Collections such as posts, publications, pages, members, media kits, votes, and member groups are configured around propagated entries.

For collection entries:

SettingBehaviour
localizable: falseThe field is locked to the origin value. A localized row should not carry an independent value for that field.
localizable: trueA localized variant can carry its own value. If it does not, Statamic can fall back to the origin value.

Use non-localizable fields for shared facts, relations, canonical identity, layout decisions, and provider configuration. Use localizable fields for translated copy, localized slugs, language-specific URLs, language-specific files, and visitor-facing fields that genuinely differ by site.

Globals behave differently from collection entries. Each site has its own global record, and the localizable flag mostly controls whether the Control Panel exposes the field for editing on non-default sites.

For globals:

SettingPractical effect
localizable: falseThe field is hidden or disabled for non-default sites, which can lock editors out of maintaining site-specific values.
localizable: trueEditors can maintain the value independently for every site.

Global fields that can legitimately differ between sites should be localizable. Examples include logos, legal URLs, language-specific document assets, email addresses, and social profile URLs.

Grids and replicators need extra care. If the parent field is localizable, a localized variant can override the whole array, not only the nested text fields.

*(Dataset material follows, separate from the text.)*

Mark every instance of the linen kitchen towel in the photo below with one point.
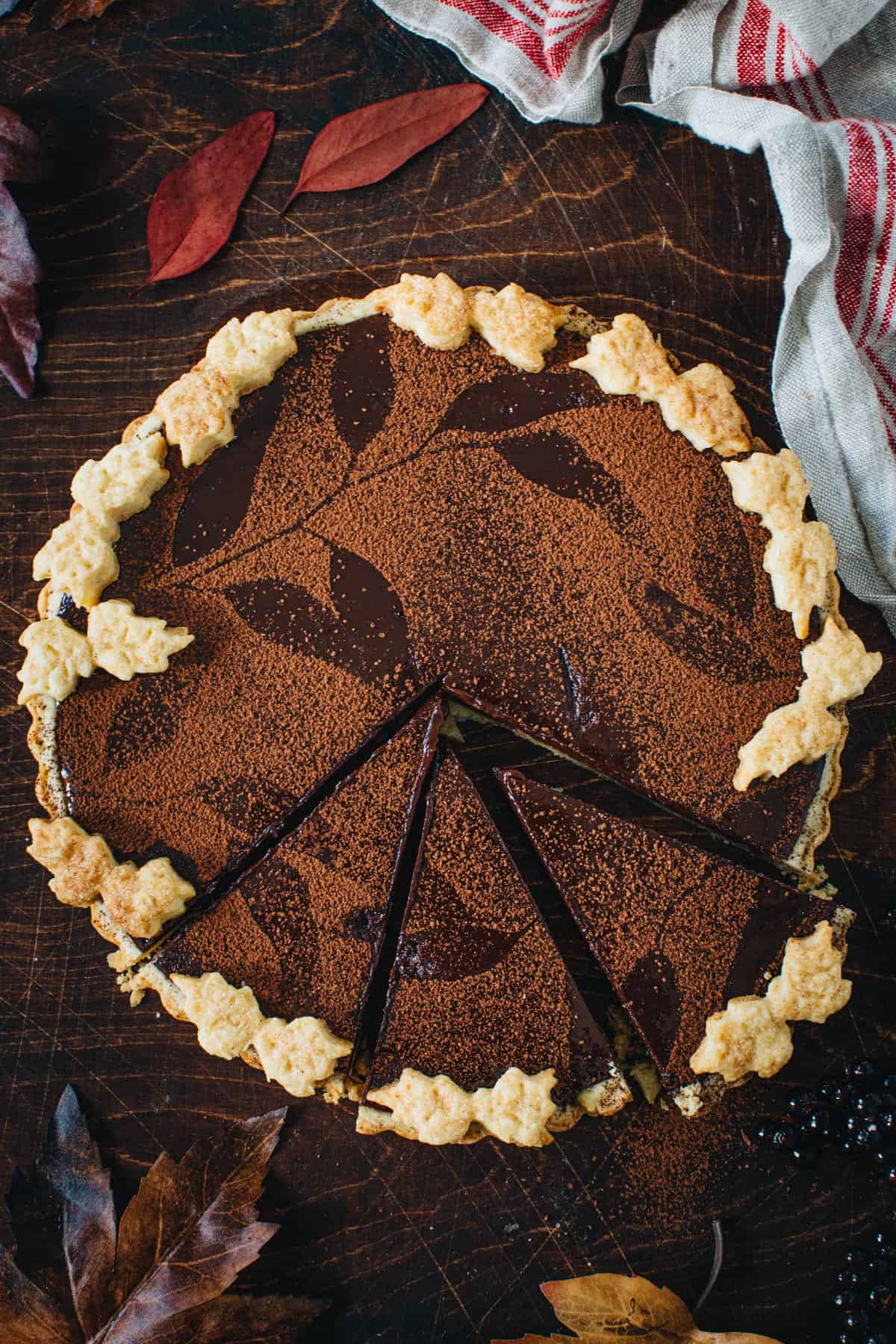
(815, 87)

StructureNon-localizable parentLocalizable parent
Simple fieldShared from originCan be overridden per site
Grid or replicatorWhole array is sharedWhole array can diverge per site
Nested fieldControls values inside the shared arrayControls values inside a site-specific array

This is intentional for cases such as translated attachment files, but it also means page structure can diverge. Editors should keep translated page section order and section types aligned with the origin unless there is a real language-specific reason to differ.

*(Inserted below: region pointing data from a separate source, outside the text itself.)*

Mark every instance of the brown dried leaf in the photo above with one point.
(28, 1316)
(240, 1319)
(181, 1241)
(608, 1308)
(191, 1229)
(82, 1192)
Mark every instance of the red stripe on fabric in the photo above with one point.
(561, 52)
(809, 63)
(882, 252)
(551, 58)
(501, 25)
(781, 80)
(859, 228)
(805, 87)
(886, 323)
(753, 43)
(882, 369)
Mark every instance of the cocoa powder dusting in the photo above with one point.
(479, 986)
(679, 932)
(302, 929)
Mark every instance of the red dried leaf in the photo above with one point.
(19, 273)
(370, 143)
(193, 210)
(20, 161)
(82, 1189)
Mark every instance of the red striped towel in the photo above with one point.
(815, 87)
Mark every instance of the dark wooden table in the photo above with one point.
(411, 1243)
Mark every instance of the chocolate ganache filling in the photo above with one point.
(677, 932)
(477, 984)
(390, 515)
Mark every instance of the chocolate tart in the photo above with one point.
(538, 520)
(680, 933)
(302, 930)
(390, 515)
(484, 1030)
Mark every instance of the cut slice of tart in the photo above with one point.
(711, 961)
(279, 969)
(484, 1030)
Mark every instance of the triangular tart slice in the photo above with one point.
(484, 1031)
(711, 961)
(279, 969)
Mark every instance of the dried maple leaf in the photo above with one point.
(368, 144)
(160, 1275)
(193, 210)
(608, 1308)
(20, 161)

CategoryUsually localizable?Examples
Translated copyYesTitles, leads, body text, button labels, SEO text
Language-specific URLYesLocalized internal page paths
Language-specific documentYesDE, FR, and IT statutes PDFs
Shared factual dataNoDates, vote result, sort order
Shared relationsUsually noAuthors, member groups, taxonomy relations
Shared visual or layout configUsually noColours, icons, section type, images, toggles
Technical provider configUsually noCalendar IDs, Payrexx URLs, SmartVote IDs
Person or object identityUsually noMember name, working name, canonical media kit name
CollectionLocalisation model
PostsTranslate title, lead, body, SEO, slug, and attachment labels. Keep release date, categories, authors, and social image shared. Attachment grids may be localized when a translated file exists.
PublicationsTranslate copy, slug, SEO, icon-box text, and attachment labels. Keep thumbnail, categories, authors, icon choices, and sort order shared.
PagesThe sections replicator is localizable, so translated pages can override the whole page structure. Keep structure aligned unless the translated page needs a different layout.
VotesTranslate title, reason, and slug. Keep date, result, and related post shared.
MembersTranslate function, sub-lines, bio, and slug. Keep portrait, groups, email, phone, and social URLs shared.
Member groupsTranslate title and slug.
Media kitsTranslate visitor-facing module text and button labels. Keep downloadable files and visual choices shared unless a language-specific asset is needed.

Blueprint settings make the right editorial action possible, but they do not prove data quality. Migration and publishing checks should flag:

  • published localized entries with missing required visitor-facing fields;
  • localized page sections whose count, order, or type differs unexpectedly from the origin;
  • attachment grids that fall back to origin-language files where a translated file is required;
  • internal URLs that point to a page in the wrong site or language;
  • globals missing explicit per-site values for logos, legal URLs, legal assets, and social accounts;
  • non-localizable facts or relations that were written with conflicting localized values.

Origin entries can be published first. Localized variants should stay unpublished until translated copy, localized URLs, localized assets, and intentional fallbacks have been reviewed.